I will deal with the issue of hardship to third parties firstly. Although referring to imprisonment, the remarks in R v Hopley [2008] NSWCCA 105 on hardship to third parties are apposite. At [39], Johnson J. (Beazley JA, McCallum J. agreeing) said:
"The fact of imprisonment almost inevitably leads to hardship, sometimes very serious hardship to third parties. Justice will not have been seen to be administered even-handedly if exceptions are made (on this account) in cases which are not truly, wholly or highly exceptional: R v Edwards at 516; R v Day at 277; R v Gip; R v Ly at 179 [29]."
It was further submitted that it would be appropriate to deal with the matter without recording a conviction and by way of a two-year conditional release order.
It was submitted that prior to the collision "Ms Blake was following a delivery truck that had to swerve around an illegally parked car causing her to lose sight of the road momentarily before she made the right hand turn." I shall deal with that submission shortly.
The perceived or potential hardships arising to third parties if Ms Blake were to be disqualified are not "truly, wholly or highly exceptional."
There is a long line of authority in relation to the potential of strong subjective considerations resulting in inadequate weight being given to sentencing principles.

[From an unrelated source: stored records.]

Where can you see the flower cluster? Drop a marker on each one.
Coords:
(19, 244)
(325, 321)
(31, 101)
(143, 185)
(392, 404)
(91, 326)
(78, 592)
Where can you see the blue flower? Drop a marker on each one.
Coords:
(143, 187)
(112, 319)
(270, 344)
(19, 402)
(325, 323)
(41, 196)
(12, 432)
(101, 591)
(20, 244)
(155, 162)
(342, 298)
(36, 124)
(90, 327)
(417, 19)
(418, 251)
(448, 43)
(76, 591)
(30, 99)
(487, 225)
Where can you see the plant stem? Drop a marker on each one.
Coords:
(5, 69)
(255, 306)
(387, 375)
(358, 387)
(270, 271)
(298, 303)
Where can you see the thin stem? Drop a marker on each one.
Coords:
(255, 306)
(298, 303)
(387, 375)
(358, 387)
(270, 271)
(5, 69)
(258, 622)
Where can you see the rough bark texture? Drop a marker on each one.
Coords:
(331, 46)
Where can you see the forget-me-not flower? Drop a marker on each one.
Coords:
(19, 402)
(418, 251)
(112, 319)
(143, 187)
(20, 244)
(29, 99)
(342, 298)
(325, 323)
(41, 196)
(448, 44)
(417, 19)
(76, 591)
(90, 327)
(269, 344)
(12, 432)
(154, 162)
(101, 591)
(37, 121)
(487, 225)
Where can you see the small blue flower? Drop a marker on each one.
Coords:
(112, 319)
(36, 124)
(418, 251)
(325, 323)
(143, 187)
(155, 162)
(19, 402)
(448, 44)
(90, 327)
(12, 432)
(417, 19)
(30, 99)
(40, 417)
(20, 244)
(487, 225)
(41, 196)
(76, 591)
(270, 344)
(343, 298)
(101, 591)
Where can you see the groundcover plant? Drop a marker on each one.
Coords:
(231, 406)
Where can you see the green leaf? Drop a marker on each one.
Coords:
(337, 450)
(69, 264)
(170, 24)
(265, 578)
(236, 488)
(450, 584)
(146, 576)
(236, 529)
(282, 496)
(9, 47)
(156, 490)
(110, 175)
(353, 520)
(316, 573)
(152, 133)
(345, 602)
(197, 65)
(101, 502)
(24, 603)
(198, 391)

In R v Fangaloka [2019] NSWCCA 173 at [64], Basten JA affirmed a long-held principle when his Honour said:
[64] "……..there is no doubt that a sentencing court must have regard to the personal circumstances of the offender; but they should not divert the court from imposing adequate punishment, having regard to the objective gravity of the offence" [citing R v Carroll; Carroll v The Queen (2010) 77 NSWLR 45; [2010] NSWCCA 55 at [62] (Allsop P and Johnson J; Spigelman CJ, Kirby and Howie JJ agreeing)].
See also for example McGonigle v R [2020] NSWCCA 84 at [122], Dodd (1991) 57 A Crim R 349 at 354.

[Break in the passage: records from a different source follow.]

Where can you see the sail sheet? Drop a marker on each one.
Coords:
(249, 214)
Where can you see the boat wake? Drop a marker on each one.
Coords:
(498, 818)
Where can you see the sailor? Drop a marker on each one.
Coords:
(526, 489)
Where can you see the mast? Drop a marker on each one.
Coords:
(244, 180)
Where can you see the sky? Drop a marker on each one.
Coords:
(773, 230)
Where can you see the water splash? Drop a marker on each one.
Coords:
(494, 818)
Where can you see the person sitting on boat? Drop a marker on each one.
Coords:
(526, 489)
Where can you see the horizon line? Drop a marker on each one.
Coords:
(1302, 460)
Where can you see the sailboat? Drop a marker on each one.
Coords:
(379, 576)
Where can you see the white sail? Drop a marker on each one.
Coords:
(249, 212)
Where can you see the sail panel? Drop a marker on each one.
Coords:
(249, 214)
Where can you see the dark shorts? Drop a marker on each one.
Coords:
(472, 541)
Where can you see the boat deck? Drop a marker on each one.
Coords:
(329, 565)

In R v Mauger [2012] NSWCCA 51 at [19], Harrison J. said:
"Where the offence that is committed is an objectively serious one and where general deterrence and denunciation are important factors in sentencing for that offence, the scope of the operation of Section 10 decreases. The section must operate in the context of the general principles that the penalty imposed for any offence should reflect the objective seriousness of that offence."
Dealing with the matter by non-conviction pursuant to section 9(1)(b) Crimes (Sentencing Procedure) Act 1999 would fail to adequately reflect the objective gravity of the offence. Such an outcome would fail to give the proper weight to the sentencing purposes of general deterrence, denunciation, protection of the community, and the impact of the crime on the victim.
Having considered the legislative requirements, I am not of the opinion that it is appropriate to deal with the offending by way of a section 9(1)(b) dismissal.